OUR ANNUAL TRIBUTE TO PEOPLE WHO MAKE A DIFFERENCE.
MARK H. BEERS
He made a list, checked it twice
"I GOT THE BUG TO INVESTIGATE THE PROBLEM of inappropriate drug usage among the elderly back in 1987," recalls Mark H. Beers, MD, executive director of Geriatrics and Clinical Literature and editor-in-chief of The Merck Manual for Merck and Co. Inc., Whitehouse Station, N.J. "While researching the use of psychoactive medications in nursing homes for my fellowship project in geriatrics," he explains, "I immediately became fascinated by how problematic this issue was and by how much a person could do--with the right provisions--to remedy the situation."

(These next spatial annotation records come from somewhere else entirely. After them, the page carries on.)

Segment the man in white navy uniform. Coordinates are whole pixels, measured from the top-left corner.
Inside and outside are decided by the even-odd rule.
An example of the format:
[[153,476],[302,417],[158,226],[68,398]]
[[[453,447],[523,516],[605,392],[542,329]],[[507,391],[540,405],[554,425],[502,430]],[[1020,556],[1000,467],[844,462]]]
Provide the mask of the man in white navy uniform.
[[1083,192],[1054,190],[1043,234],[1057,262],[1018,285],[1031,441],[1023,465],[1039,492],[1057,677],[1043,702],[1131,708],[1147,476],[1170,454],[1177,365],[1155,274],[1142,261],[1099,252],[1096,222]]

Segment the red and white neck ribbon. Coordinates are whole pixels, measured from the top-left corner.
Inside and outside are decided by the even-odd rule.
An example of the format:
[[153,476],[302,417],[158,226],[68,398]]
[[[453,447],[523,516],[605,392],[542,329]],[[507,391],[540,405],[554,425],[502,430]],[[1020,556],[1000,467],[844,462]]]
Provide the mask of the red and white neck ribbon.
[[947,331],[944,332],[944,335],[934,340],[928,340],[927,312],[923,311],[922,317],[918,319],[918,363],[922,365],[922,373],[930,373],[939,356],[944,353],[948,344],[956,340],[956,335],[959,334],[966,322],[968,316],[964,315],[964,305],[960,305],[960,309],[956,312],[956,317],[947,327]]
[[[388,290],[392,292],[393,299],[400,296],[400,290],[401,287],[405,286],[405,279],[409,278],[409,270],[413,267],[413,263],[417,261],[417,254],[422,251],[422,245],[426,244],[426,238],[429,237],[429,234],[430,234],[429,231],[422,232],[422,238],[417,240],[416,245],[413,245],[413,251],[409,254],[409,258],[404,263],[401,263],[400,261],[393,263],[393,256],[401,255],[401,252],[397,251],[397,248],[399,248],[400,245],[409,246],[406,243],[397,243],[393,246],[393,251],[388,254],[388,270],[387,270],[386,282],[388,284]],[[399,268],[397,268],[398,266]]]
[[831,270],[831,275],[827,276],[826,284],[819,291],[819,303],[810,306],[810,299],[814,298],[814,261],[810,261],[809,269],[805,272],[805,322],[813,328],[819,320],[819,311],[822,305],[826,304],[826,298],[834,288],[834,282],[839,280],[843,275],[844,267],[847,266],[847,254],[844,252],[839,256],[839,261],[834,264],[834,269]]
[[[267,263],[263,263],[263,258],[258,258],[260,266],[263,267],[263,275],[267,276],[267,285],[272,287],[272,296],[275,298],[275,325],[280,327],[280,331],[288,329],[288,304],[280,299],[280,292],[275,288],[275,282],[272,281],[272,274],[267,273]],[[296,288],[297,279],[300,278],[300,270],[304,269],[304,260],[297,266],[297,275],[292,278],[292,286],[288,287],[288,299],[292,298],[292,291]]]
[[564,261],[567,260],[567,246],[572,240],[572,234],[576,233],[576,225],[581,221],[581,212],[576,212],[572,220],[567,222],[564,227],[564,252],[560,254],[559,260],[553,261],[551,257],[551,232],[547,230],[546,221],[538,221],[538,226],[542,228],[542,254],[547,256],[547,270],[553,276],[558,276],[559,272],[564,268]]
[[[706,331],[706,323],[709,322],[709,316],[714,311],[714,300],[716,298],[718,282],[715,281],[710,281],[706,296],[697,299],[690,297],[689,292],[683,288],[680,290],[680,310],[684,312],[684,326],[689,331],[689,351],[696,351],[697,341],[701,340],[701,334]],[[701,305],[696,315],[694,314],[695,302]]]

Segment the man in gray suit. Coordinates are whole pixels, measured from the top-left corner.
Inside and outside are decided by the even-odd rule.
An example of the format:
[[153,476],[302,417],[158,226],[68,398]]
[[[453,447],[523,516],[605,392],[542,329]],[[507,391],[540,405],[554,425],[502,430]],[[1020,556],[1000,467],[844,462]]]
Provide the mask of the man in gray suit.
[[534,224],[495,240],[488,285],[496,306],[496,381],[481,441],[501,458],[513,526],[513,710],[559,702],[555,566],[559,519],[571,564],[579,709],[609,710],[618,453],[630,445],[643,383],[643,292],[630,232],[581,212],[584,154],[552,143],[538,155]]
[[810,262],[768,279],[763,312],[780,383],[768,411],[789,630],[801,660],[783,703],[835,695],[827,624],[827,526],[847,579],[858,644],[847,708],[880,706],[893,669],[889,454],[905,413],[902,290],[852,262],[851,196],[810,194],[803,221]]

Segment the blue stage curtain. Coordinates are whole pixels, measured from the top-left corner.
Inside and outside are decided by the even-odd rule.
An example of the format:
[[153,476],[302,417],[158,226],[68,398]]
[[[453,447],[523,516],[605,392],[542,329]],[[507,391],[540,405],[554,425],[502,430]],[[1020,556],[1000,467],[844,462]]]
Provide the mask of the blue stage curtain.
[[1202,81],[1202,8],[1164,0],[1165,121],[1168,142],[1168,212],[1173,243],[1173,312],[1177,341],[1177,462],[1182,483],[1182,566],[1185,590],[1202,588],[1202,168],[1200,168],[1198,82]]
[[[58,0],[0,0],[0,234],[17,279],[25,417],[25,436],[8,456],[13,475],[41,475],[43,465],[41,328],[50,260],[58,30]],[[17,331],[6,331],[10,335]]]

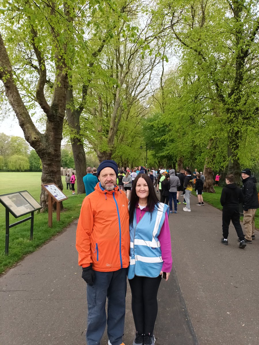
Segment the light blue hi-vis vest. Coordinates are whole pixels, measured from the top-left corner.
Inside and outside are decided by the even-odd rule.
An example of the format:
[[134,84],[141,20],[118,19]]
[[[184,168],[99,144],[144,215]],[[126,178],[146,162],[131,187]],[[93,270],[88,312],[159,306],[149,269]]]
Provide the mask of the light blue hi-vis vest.
[[169,214],[167,205],[159,203],[155,206],[150,220],[150,212],[146,211],[137,224],[136,211],[133,225],[130,226],[131,248],[128,278],[136,275],[155,278],[159,275],[163,266],[158,236],[165,217]]

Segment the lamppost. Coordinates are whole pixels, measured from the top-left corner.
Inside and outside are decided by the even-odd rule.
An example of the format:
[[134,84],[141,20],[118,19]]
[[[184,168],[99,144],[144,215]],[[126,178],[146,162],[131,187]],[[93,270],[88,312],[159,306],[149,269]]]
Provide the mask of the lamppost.
[[[140,148],[141,149],[143,148],[142,144],[140,145]],[[151,146],[151,149],[153,150],[153,149],[154,148],[154,147],[153,147],[153,146]],[[144,162],[144,165],[146,167],[146,168],[147,170],[147,142],[146,143],[146,160]]]

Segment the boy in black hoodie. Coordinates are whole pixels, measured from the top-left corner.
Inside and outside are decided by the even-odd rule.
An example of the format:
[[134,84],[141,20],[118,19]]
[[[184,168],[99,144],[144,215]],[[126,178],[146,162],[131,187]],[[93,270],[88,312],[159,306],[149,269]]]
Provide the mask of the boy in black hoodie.
[[239,248],[243,249],[246,246],[244,236],[240,224],[239,204],[244,201],[242,190],[234,183],[233,175],[226,176],[227,186],[222,190],[220,203],[223,206],[222,212],[222,229],[223,237],[221,242],[227,246],[228,230],[230,220],[232,222],[240,241]]

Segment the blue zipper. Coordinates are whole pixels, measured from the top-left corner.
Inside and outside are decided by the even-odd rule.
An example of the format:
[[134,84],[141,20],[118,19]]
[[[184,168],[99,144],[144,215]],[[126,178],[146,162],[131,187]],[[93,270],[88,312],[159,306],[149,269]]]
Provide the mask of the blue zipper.
[[121,268],[122,268],[122,250],[121,250],[121,246],[122,246],[122,231],[121,229],[121,219],[119,218],[119,208],[118,207],[118,204],[117,204],[117,202],[116,201],[116,199],[115,198],[115,195],[114,195],[114,192],[113,193],[113,199],[114,199],[114,201],[115,201],[115,203],[116,205],[116,207],[117,209],[117,213],[118,214],[118,219],[119,220],[119,258],[121,260]]
[[96,245],[95,246],[95,250],[94,252],[96,253],[96,252],[97,252],[96,256],[97,257],[97,261],[98,261],[98,258],[99,257],[99,252],[98,251],[98,244],[97,243],[96,243]]

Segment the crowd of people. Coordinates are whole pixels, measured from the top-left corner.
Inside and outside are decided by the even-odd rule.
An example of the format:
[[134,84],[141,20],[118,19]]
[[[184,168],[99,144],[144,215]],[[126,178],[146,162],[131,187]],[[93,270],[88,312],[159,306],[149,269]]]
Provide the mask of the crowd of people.
[[[88,167],[83,179],[86,197],[76,233],[78,264],[87,283],[87,344],[100,343],[107,323],[108,345],[124,345],[127,276],[135,327],[133,345],[154,345],[157,292],[162,278],[167,281],[172,268],[169,216],[177,213],[181,196],[186,205],[183,210],[191,211],[193,185],[196,205],[204,206],[205,178],[197,169],[192,173],[189,167],[176,173],[162,167],[124,169],[108,160],[96,170],[96,173]],[[250,169],[242,170],[242,191],[234,183],[233,175],[226,177],[220,199],[223,207],[221,241],[228,245],[231,221],[239,247],[243,249],[255,239],[255,215],[259,205],[256,180]],[[240,203],[244,205],[244,235],[239,220]]]

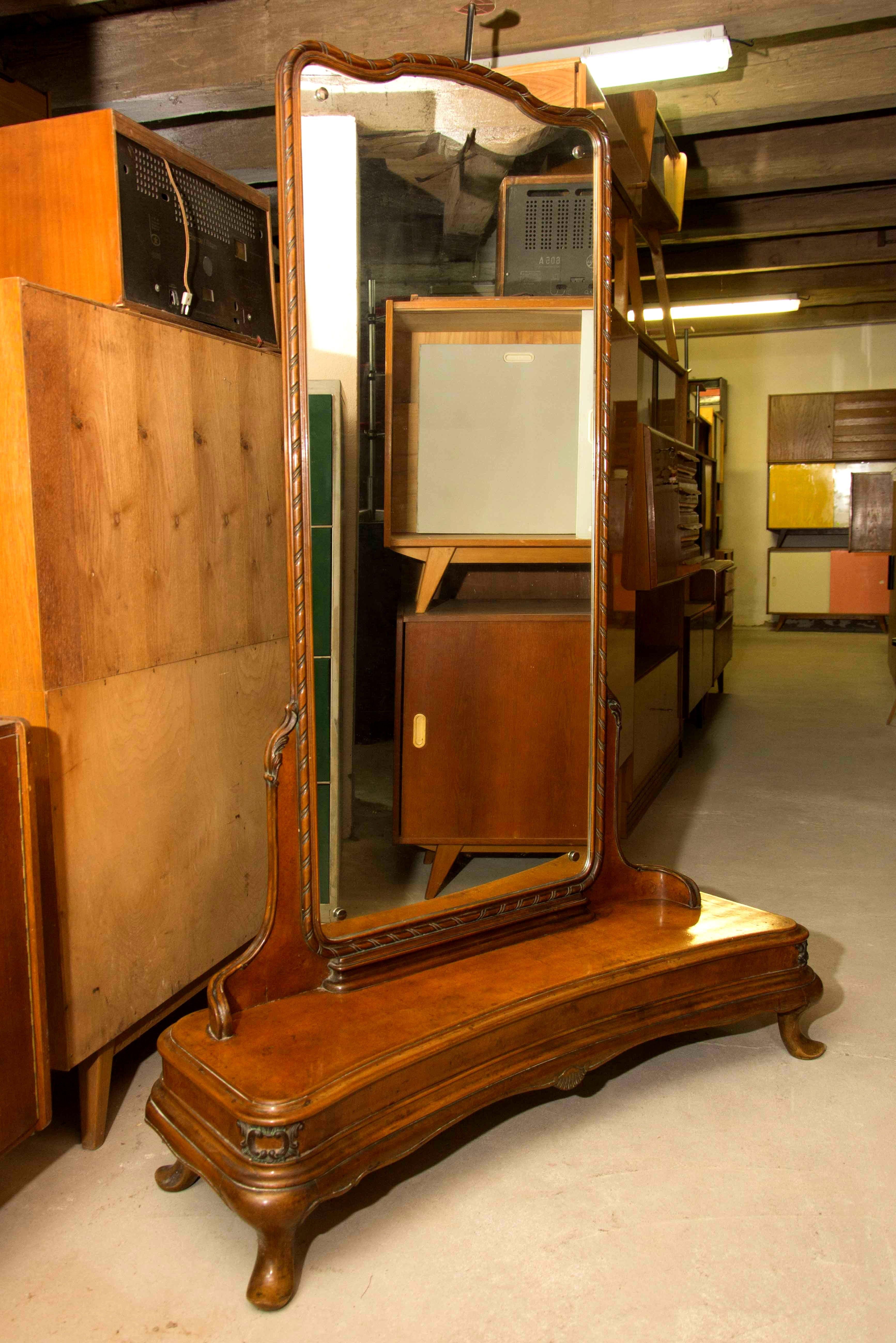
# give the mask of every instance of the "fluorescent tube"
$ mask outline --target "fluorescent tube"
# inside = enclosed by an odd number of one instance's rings
[[[721,24],[682,32],[652,32],[646,38],[599,42],[582,48],[591,78],[600,89],[660,83],[712,75],[728,68],[731,43]]]
[[[756,313],[795,313],[798,298],[736,298],[729,304],[678,304],[672,306],[673,321],[690,321],[700,317],[750,317]],[[662,308],[645,308],[645,322],[661,322]],[[634,312],[629,309],[629,321]]]

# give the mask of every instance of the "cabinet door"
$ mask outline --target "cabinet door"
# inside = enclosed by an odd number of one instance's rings
[[[0,719],[0,1152],[50,1123],[39,892],[27,727]]]
[[[768,528],[834,526],[834,467],[768,467]]]
[[[834,461],[887,462],[896,457],[896,391],[837,392]]]
[[[849,551],[832,551],[832,615],[888,614],[887,559],[885,555],[850,555]]]
[[[770,462],[830,462],[833,455],[833,393],[768,398]]]
[[[768,552],[768,612],[826,615],[830,611],[830,551]]]
[[[400,838],[582,842],[588,680],[587,619],[407,620]]]

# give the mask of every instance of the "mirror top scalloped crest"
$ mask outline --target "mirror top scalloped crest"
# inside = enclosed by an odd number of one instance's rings
[[[305,43],[278,160],[301,913],[333,978],[571,917],[600,866],[610,156],[496,71]],[[514,289],[505,238],[587,265]]]

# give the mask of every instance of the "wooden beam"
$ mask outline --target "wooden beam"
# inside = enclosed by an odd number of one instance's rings
[[[688,243],[731,238],[782,238],[789,234],[840,232],[844,228],[892,228],[896,187],[744,196],[736,200],[685,200],[680,234],[665,239],[669,250]]]
[[[685,140],[685,196],[752,196],[896,177],[896,115]]]
[[[21,13],[34,0],[0,0],[0,13]],[[47,8],[40,0],[38,8]],[[658,27],[653,0],[595,7],[592,0],[545,5],[519,0],[521,23],[500,38],[501,55],[574,43],[637,36]],[[887,17],[892,0],[720,0],[713,23],[735,38],[767,38]],[[701,0],[668,0],[660,27],[705,24]],[[19,79],[48,89],[58,110],[110,106],[113,101],[180,90],[261,82],[273,89],[279,58],[302,38],[321,38],[347,51],[382,56],[394,51],[461,55],[463,24],[443,0],[412,7],[391,0],[228,0],[113,15],[4,38],[7,67]],[[496,31],[476,27],[474,59],[494,54]]]
[[[676,324],[673,322],[672,313],[669,312],[666,267],[662,261],[662,243],[660,242],[660,234],[656,228],[647,230],[647,246],[650,247],[650,257],[653,259],[653,279],[657,286],[657,297],[660,298],[660,306],[662,308],[662,329],[666,337],[666,351],[677,363],[678,345],[676,342]]]
[[[896,106],[896,21],[735,46],[724,74],[657,89],[674,136]]]
[[[180,125],[153,126],[160,136],[223,172],[261,173],[277,179],[277,122],[274,109],[235,117],[210,117]]]
[[[893,216],[896,219],[896,216]],[[641,251],[641,279],[654,278],[653,261]],[[695,275],[743,275],[750,271],[806,270],[813,266],[857,266],[896,261],[896,224],[856,234],[811,234],[807,238],[752,238],[705,247],[664,244],[666,279]]]

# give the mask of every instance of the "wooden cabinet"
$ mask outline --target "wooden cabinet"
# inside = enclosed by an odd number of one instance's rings
[[[887,555],[849,551],[768,552],[771,615],[877,615],[889,610]]]
[[[40,865],[28,727],[0,719],[0,1154],[50,1123]]]
[[[641,670],[641,669],[638,669]],[[634,790],[674,768],[681,732],[678,651],[657,661],[634,684]]]
[[[768,398],[768,461],[830,462],[834,457],[834,396]]]
[[[396,838],[564,847],[587,833],[587,602],[399,619]]]
[[[681,669],[684,717],[709,694],[713,681],[713,635],[716,608],[712,603],[685,603],[685,658]]]
[[[34,727],[50,1046],[71,1068],[195,990],[265,905],[279,356],[7,279],[0,375],[0,713]]]

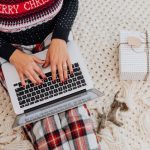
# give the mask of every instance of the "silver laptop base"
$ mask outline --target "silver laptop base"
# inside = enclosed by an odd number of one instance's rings
[[[71,108],[75,108],[103,95],[103,93],[99,92],[96,89],[90,89],[88,91],[79,93],[75,96],[71,96],[54,104],[47,105],[42,108],[18,115],[13,124],[13,128],[44,119],[48,116],[64,112]]]

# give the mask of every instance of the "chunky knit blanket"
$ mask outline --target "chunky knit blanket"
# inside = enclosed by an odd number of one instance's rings
[[[88,104],[95,128],[95,108],[102,113],[110,110],[114,95],[125,102],[127,112],[117,111],[118,127],[106,121],[99,132],[102,150],[150,150],[150,83],[119,80],[119,31],[150,29],[148,0],[80,0],[73,34],[81,47],[95,87],[105,93]],[[0,87],[0,150],[32,150],[20,128],[12,130],[15,114],[8,95]]]

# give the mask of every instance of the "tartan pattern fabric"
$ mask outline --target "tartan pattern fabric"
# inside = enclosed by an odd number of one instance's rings
[[[100,150],[86,105],[24,126],[35,150]]]
[[[48,48],[51,36],[49,34],[42,43],[34,45],[13,45],[32,54]],[[0,63],[4,62],[0,58]],[[0,82],[7,90],[1,67]],[[23,129],[35,150],[100,150],[86,105],[30,123]]]

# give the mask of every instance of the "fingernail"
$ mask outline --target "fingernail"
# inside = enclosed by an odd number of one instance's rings
[[[42,67],[45,67],[45,64],[43,64]]]
[[[53,82],[53,83],[55,83],[55,82],[56,82],[56,80],[53,80],[52,82]]]
[[[22,87],[25,88],[26,86],[23,84]]]

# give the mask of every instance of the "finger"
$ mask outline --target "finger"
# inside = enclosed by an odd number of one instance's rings
[[[18,74],[19,74],[19,77],[20,77],[20,81],[21,81],[22,86],[25,87],[25,86],[26,86],[26,83],[25,83],[25,80],[24,80],[24,75],[23,75],[23,73],[18,72]]]
[[[73,68],[72,68],[72,63],[71,63],[70,59],[67,60],[67,64],[69,67],[70,74],[73,74]]]
[[[59,74],[60,81],[63,83],[64,82],[64,75],[63,75],[62,64],[58,65],[58,74]]]
[[[26,77],[33,83],[36,84],[36,80],[32,77],[32,75],[29,72],[25,72]]]
[[[30,74],[31,74],[32,78],[36,81],[36,83],[38,83],[38,84],[43,83],[43,81],[38,77],[38,75],[36,74],[36,72],[34,70],[30,70]]]
[[[33,60],[38,63],[38,64],[44,64],[44,60],[41,60],[40,58],[36,57],[36,56],[33,56]]]
[[[52,80],[55,81],[56,80],[56,65],[55,64],[51,65],[51,72],[52,72]]]
[[[44,62],[42,67],[46,68],[46,67],[48,67],[48,65],[49,65],[49,55],[47,54],[46,55],[46,60],[45,60],[45,62]]]
[[[34,66],[34,70],[35,70],[43,79],[47,78],[46,75],[43,73],[43,71],[42,71],[37,65]]]
[[[68,70],[67,70],[67,63],[63,63],[63,74],[64,74],[64,80],[66,81],[68,79]]]

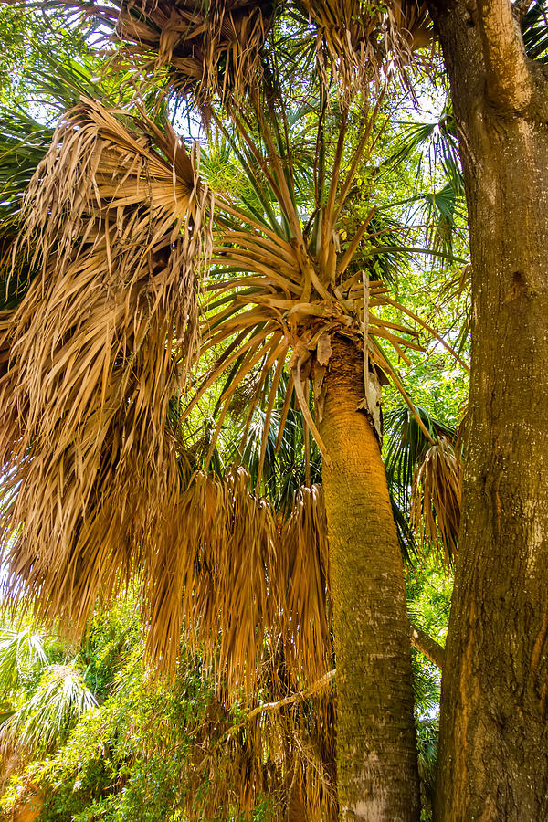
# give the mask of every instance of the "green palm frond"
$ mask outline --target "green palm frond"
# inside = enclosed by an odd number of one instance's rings
[[[48,664],[44,638],[33,626],[0,633],[0,693],[8,697],[20,684],[21,672]]]
[[[30,699],[0,725],[1,749],[4,754],[14,749],[35,756],[50,754],[66,741],[77,720],[96,705],[74,666],[47,666]]]

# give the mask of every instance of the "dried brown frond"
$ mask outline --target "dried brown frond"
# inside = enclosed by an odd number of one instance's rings
[[[300,0],[317,26],[317,54],[324,81],[332,77],[347,104],[358,91],[367,92],[381,72],[406,68],[417,48],[432,38],[426,3],[392,0]]]
[[[177,531],[172,566],[147,569],[155,580],[149,647],[153,654],[165,648],[165,626],[183,621],[223,688],[249,695],[266,632],[279,619],[284,574],[276,516],[252,495],[243,469],[223,480],[199,472],[181,498]]]
[[[206,111],[212,100],[254,90],[271,19],[266,0],[118,0],[121,56],[143,75],[164,72],[171,90],[193,95]]]
[[[399,74],[412,93],[407,69],[416,59],[416,52],[431,46],[434,39],[427,3],[423,0],[391,0],[386,4],[385,41],[389,68]]]
[[[166,419],[196,350],[208,208],[173,130],[89,100],[26,196],[19,248],[39,273],[4,336],[7,585],[75,629],[174,540]]]
[[[458,542],[462,460],[458,447],[443,435],[418,467],[411,497],[411,522],[420,540],[441,545],[449,563]]]
[[[288,562],[287,653],[294,653],[292,666],[310,682],[332,664],[327,521],[320,486],[295,494],[281,541]]]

Since then, Dr. Beers has conducted a mountain of research on using medications safely in the elderly and developed a nationally recognized tool that has been instrumental in protecting the well being of seniors around the country. "When I first got into this area," he notes, "I discovered there were no good criteria regarding which drugs are considered most harmful to older adults." During his investigation, Dr. Beers brought together a panel of experts who compiled a list of medications that they believed were most troublesome for the elderly, a list that he subsequently transformed into what is known today as the "Beers Criteria."
This highly acclaimed medical checklist considers approximately three dozen classes of medications that pose a risk to seniors and includes suggestions for safer alternatives. These guidelines have been used by numerous researchers for evaluating the status of prescribing to the elderly, according to Dr. Beers. "Merck-Medco Managed Care, the pharmacy benefit manager subsidiary of Merck, also has built this list into the computerized drug utilization review systems it uses for more than 9 million patients over age 65," he adds.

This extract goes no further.